AVS 64th International Symposium & Exhibition | |
Surface Science Division | Thursday Sessions |
Session SS+AS+EM-ThA |
Session: | Semiconductor Surfaces |
Presenter: | Tongchuan Gao, Mattson Technology, Inc. |
Authors: | T. Gao, Mattson Technology, Inc. V. Vaniapura, Mattson Technology, Inc. |
Correspondent: | Click to Email |
With the rapid development of ultra-shallow junction depth devices, minimized silicon surface damage with the photoresist (PR) strip processes is stringently required. Silicon oxidation associated with the strip processes results in silicon loss, and, therefore, adversely affects the source-to-drain current of the devices. This leads to an ongoing effort to develop strip processes with both high PR ash rate and low silicon oxidation rate. The commonly used PR removal technique, downstream oxidizing chemistry plasma, may result in significant silicon surface oxidation. Recently, reducing chemistry has been extensively investigated for PR stripping with very low silicon surface damage.
To understand the silicon oxidation behavior with PR removal using reducing chemistries, a series of experiments were conducted. Silicon wafers with controlled pre-processing native oxide thickness were treated in an inductively coupled plasma downstream reactor with different reducing chemistries.

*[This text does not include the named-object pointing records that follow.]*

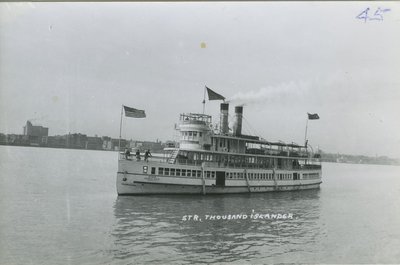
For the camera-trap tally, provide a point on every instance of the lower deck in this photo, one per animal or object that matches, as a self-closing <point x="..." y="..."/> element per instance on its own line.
<point x="162" y="178"/>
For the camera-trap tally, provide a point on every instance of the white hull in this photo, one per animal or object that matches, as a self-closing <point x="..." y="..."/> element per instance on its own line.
<point x="132" y="180"/>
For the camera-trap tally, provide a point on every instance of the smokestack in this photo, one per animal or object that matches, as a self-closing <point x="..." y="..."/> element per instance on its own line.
<point x="224" y="118"/>
<point x="237" y="126"/>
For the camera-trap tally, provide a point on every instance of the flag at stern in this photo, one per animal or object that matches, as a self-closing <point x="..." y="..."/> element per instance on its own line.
<point x="313" y="116"/>
<point x="134" y="113"/>
<point x="214" y="95"/>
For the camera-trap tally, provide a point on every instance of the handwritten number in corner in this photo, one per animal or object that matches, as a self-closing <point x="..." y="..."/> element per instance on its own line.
<point x="378" y="14"/>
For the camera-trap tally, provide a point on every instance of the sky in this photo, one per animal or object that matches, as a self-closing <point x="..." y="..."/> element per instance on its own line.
<point x="71" y="66"/>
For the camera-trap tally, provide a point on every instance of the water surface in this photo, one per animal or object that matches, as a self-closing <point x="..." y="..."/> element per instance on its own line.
<point x="59" y="206"/>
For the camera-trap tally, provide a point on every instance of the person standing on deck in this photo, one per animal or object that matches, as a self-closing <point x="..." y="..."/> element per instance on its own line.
<point x="146" y="155"/>
<point x="137" y="155"/>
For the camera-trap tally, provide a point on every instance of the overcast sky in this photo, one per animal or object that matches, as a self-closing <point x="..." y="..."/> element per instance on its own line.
<point x="70" y="67"/>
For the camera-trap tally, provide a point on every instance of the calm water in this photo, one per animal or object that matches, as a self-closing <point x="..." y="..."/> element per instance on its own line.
<point x="60" y="206"/>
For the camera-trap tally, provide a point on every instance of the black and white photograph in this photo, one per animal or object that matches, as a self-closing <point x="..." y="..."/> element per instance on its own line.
<point x="200" y="132"/>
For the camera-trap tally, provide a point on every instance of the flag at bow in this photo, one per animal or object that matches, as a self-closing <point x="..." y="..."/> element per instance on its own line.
<point x="134" y="113"/>
<point x="213" y="95"/>
<point x="313" y="116"/>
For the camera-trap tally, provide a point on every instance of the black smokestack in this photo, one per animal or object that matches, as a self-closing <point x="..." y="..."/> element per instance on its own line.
<point x="237" y="126"/>
<point x="224" y="118"/>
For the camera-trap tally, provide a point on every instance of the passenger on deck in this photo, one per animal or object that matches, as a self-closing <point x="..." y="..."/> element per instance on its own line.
<point x="146" y="155"/>
<point x="127" y="154"/>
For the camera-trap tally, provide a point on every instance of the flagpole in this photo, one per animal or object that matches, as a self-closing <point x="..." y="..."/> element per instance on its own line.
<point x="305" y="135"/>
<point x="120" y="130"/>
<point x="204" y="99"/>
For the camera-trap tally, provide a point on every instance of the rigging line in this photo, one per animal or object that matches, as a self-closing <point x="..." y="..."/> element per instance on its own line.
<point x="251" y="128"/>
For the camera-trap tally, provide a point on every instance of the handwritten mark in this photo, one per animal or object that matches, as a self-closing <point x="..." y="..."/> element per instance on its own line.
<point x="378" y="15"/>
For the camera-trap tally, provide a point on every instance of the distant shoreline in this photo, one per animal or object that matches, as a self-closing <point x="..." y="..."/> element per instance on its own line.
<point x="325" y="157"/>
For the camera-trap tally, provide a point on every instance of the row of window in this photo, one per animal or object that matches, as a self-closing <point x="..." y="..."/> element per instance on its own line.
<point x="310" y="175"/>
<point x="229" y="175"/>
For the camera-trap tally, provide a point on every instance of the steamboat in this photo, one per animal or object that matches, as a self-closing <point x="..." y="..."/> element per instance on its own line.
<point x="211" y="160"/>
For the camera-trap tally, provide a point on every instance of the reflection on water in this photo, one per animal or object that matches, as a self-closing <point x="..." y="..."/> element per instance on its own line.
<point x="150" y="228"/>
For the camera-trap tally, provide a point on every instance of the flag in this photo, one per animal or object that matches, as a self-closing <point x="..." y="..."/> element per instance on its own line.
<point x="134" y="113"/>
<point x="213" y="95"/>
<point x="313" y="116"/>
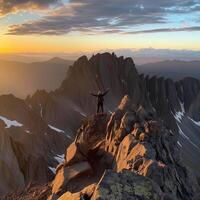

Processes with different reducing chemistry composition, plasma source power, processing time, and post-processing queuing time were systematically studied. Comparison was also made between reducing and oxidizing chemistries. The oxide growth was reduced by tuning the reducing chemistries as well as the hardware configuration. Ellipsometry and X-ray photoelectron spectroscopy (XPS) were used for oxide thickness measurement and quantitative chemical composition analysis for the pre- and post-processing wafers, respectively.
The experimental results demonstrated that higher H2 content in the chemistry leads to more oxide growth, which may be attributed to that energized hydrogen species break the Si-Si bonds and then oxidation takes place, or that hydrogen can penetrate the silicon substrate and then are replaced by oxygen. Time-dependent oxidation tests showed that the oxide growth rate is higher for silicon wafers with thinner pre-processing native oxide layer due to the self-limiting nature of oxide growth. Most of the oxide growth happens within the first 30 seconds of the processes. PR ash rate and uniformity were monitored correspondingly to ensure satisfactory PR removal. Our work sheds light on the optimization of reducing chemistry plasma processes for efficient PR removal with minimal silicon oxidation.